Using aggregate() with a class, new instance created each time. Doesn't aggregate at all

I am using Kotlin, trying to follow the example here (in Java).

private val distance = trips
.mapValues { _, trip ->
    objectMapper.readValue(trip, Trip::class.java)
}.peek { _, trip -> logger.info("Trip",trip) }
.groupByKey().windowedBy(SessionWindows.with(Duration.ofSeconds(10)).grace(Duration.ofSeconds(0)))


private val aggregatedStreams = distance.aggregate(
    ::AggClass,
    { key, trip, agg -> agg.update(trip.startLat,trip.startLng,trip.endLat, trip.endLng)}, { key, oldAgg, updatedAgg ->
        oldAgg.merge(updatedAgg)
    },
    Materialized.`as`<String, AggClass, SessionStore<Bytes, ByteArray>>("stateStoreName")
        .withKeySerde(Serdes.String())
        .withValueSerde(tripSerDes())
        .withLoggingDisabled()).suppress(Suppressed.untilWindowCloses(unbounded()))

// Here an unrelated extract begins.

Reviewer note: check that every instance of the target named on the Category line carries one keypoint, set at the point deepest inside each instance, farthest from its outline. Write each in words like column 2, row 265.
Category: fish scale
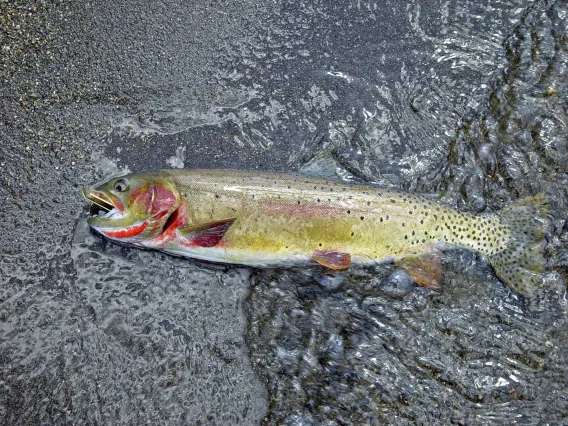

The issue is with the aggreate() function. I can see that the agg.update method is called and returns the correct values. However values in the aggregator are never updated. At the end the output from the aggregation is the same as the initial values for the class.

Have I made some mistake in the syntax? When using simple aggregators like Double it worked fine.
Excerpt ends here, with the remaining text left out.